Sean Foley on Playing Draws and Fades Easily

The instruction in this Golf Digest article by Sean Foley isn't new, but Foley explains it better than most and -- because he has video shot from a different angle than the photo -- some of the confusing issues are made much clearer.

First, here's the photo from the article:

Setups for draws and fades

Now, here's the video:

I think most players get the fade setup mostly correct. They may aim the club face wrong, but they generally get the foot and ball position close to what they want. I think that's just because fades seem a bit more natural to most of us.

The same can't be said of draws, however.
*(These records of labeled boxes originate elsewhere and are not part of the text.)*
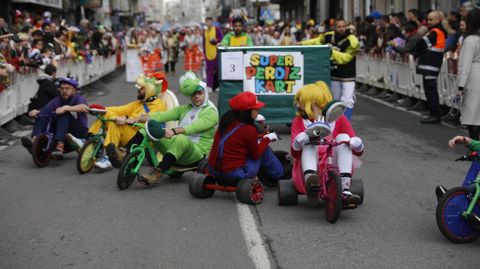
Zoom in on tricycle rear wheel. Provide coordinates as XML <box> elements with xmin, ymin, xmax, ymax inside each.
<box><xmin>117</xmin><ymin>151</ymin><xmax>140</xmax><ymax>191</ymax></box>
<box><xmin>236</xmin><ymin>178</ymin><xmax>265</xmax><ymax>205</ymax></box>
<box><xmin>350</xmin><ymin>179</ymin><xmax>363</xmax><ymax>205</ymax></box>
<box><xmin>188</xmin><ymin>174</ymin><xmax>215</xmax><ymax>199</ymax></box>
<box><xmin>77</xmin><ymin>140</ymin><xmax>98</xmax><ymax>174</ymax></box>
<box><xmin>277</xmin><ymin>179</ymin><xmax>298</xmax><ymax>205</ymax></box>
<box><xmin>32</xmin><ymin>134</ymin><xmax>52</xmax><ymax>168</ymax></box>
Please note that, although the instructions for the draw say you should set the ball about the middle of your stance for an iron, the view in the video looks as if the ball is all the way back at the inside of your trailing foot. But if you look at the photo, you can see that the ball is centered if you look at your toe line (the blue line) while it appears to be way back in your stance compared to your aim line (the dotted line).

You may be tempted to think that Foley's draw setup is too exaggerated. (And let's face it, most people have beat up on Foley quite a bit since he and Tiger worked together.) But I can assure you that this is the time-tested way to do it.
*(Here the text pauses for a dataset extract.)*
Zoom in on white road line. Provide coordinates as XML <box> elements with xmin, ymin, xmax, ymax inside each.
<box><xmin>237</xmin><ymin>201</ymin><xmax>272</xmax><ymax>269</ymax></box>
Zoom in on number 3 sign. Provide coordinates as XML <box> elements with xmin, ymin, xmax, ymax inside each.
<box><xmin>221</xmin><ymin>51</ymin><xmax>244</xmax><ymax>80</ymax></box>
In fact, if you go all the way back to Harry Vardon's book The Complete Golfer (published in 1905, after he'd won 6 majors, and available free online at Project Gutenberg), you'll find this photo of the setup for a draw with a driver or brassie (that's a 2-wood), a shot which he calls a pull. Note the diagram in the upper right-hand corner. The ball is even farther back than in Foley's photo.

Vardon's setup for a draw

BTW, Vardon's measurements assume your driver is 42" long, roughly a modern 7-wood. If you're just over 5'9" tall, you'll find he's reaching for the ball just a bit. (Yes, he gives all those measurements in the book.) For our purposes, just note that his lead toes are over 21" from that white ball line while his trailing toes are only 4" away.

Be sure to check out Foley's article if you've been having trouble getting a draw, Your problem may be the result of a poor setup.